Under the new policy, students will be able to receive funds both for international internships they find themselves and for those they obtain with the help of third-party internship providers — fee-based programs that provide internship placements, housing, visa support, emergency support, cultural and professional activities, and other infrastructure, according to the OCS website. Dames said that, as in the case of other universities’ study abroad programs, for which students can use summer award funds if the programs are approved by Yale, third-party internship providers will also have to be approved.

The eligibility criteria for independently secured internships are flexible, according to OCS Associate Director Julia Bourque. As long as an internship is eight weeks or longer, full-time and in a location other than the student’s home country, it will be reviewed by the OCS committee, she said.

To receive funds for independently secured internships, students will have to submit an application, which will be evaluated by OCS staff, before April 1. The application asks for some logistical data, such as general information about the internship, the name of the supervisor and the estimated budget. It also requires that students write three essays describing their decision-making process, how the internship aligns with their academic and professional goals, and the tasks and outcomes of the internship.

“In considering international opportunities whether employer-direct or through a third-party provider, we wanted to learn more about student’s process and strategy,” Bourque said. “It helps us ensure students are taking a thoughtful approach to finding and securing the international internship independently.”

If students secure opportunities in places where Yale already has an established presence through University-coordinated internships, study abroad programs, Yale clubs or Yale liaisons, OCS will connect students to those resources so that they can use them throughout the summer, Bourque added.

Dames added that OCS’s desire to work with more alumni and Yale clubs in places where the University does not have an established internship network was one of the factors that influenced the decision to expand the award.

Dames said that since it was created, the International Summer Award has been consistently re-evaluated to better cater to the needs of students.
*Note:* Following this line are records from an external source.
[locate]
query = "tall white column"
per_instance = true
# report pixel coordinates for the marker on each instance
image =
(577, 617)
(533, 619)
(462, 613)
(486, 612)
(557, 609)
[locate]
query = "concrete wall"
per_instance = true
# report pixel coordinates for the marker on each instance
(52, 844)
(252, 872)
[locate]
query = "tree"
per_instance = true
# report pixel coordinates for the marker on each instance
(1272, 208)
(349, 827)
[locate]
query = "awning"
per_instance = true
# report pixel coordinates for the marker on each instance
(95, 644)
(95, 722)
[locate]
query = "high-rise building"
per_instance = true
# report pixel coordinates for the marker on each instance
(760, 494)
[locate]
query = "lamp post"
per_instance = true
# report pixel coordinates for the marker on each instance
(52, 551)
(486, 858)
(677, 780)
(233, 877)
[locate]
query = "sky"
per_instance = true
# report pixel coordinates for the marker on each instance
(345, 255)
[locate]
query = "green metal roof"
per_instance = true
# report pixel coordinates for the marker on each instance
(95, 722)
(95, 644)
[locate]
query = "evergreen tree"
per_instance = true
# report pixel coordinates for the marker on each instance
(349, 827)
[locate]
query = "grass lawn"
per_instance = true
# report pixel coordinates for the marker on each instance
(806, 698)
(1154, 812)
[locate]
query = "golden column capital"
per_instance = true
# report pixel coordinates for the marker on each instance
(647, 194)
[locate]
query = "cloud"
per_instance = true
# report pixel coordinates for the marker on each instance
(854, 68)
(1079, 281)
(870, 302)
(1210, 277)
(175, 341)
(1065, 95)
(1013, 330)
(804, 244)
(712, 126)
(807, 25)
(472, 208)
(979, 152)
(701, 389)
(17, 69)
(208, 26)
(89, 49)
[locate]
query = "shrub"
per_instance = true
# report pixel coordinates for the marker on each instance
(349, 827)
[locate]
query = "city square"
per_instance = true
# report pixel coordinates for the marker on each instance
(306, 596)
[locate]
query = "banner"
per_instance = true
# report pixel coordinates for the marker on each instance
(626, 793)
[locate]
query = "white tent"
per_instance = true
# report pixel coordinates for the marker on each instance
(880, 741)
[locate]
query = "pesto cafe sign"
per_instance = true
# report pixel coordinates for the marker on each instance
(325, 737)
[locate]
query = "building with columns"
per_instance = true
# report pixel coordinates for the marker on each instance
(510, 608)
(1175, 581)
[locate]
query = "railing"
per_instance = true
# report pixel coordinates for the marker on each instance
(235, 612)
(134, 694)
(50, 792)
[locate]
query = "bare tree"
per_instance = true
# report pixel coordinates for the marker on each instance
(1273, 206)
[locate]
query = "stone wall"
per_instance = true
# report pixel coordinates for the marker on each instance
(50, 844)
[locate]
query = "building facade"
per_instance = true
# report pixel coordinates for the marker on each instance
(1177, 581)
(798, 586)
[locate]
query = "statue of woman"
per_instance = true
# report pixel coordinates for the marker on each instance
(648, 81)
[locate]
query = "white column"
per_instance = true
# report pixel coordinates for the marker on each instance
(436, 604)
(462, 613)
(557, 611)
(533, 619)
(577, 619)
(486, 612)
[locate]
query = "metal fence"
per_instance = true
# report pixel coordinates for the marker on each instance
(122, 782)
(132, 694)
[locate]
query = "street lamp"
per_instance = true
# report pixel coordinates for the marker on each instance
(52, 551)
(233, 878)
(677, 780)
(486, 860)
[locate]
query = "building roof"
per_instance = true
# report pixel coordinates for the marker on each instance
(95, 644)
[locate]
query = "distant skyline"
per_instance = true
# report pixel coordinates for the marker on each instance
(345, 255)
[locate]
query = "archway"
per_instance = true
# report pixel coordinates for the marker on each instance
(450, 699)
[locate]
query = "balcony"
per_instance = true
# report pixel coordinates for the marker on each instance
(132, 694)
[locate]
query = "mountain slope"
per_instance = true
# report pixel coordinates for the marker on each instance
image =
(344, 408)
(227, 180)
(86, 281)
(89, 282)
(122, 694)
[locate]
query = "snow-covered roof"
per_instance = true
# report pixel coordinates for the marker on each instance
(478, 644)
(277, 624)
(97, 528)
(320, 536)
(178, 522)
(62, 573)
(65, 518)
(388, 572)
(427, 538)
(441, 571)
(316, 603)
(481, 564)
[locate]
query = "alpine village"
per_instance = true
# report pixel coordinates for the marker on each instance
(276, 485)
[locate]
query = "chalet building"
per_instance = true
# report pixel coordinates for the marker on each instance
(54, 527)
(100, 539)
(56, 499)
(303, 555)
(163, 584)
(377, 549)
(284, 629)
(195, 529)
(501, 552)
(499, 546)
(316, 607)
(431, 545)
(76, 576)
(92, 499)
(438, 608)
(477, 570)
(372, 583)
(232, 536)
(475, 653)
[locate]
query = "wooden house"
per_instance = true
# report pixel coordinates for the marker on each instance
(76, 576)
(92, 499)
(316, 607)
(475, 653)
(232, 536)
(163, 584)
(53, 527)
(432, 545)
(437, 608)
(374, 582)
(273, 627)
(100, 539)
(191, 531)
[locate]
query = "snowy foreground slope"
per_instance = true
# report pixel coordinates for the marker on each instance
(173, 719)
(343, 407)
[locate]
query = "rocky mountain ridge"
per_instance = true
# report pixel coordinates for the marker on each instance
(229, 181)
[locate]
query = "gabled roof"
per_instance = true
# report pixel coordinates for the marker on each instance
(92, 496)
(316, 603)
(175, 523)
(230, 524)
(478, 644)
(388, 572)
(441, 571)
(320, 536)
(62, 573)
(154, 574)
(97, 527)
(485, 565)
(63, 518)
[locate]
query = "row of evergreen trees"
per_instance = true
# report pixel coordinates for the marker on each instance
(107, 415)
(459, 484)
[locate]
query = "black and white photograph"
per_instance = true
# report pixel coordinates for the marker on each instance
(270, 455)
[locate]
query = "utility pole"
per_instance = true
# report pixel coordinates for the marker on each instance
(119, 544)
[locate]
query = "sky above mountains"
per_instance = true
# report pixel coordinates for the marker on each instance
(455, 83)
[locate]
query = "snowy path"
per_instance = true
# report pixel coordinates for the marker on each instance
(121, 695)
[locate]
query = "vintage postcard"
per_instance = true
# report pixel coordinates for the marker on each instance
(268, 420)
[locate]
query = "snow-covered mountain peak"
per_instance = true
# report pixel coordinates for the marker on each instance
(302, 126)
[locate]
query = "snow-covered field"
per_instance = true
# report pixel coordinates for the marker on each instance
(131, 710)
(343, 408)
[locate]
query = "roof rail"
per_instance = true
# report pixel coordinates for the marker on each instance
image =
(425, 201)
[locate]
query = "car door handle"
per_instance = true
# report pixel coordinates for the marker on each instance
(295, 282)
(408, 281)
For instance, in the program’s early years, students could secure study abroad and internship opportunities in only eight countries — those in which Yale could provide them housing, as they were required to live in University-coordinated homes. Today, she added, there are more opportunities to secure housing and find a support network.

“What I hope is that for the internship side, [students] won’t feel limited by just the choices we are putting forward,” Dames said.“I hope they will realize that there are a lot of opportunities put out [by OCS] every year, but if their interests are different, why shouldn’t the students be able to use the [award’s] funding for those?”

The annual Center for International and Professional Experience Summer Opportunities Fair will take place this Friday.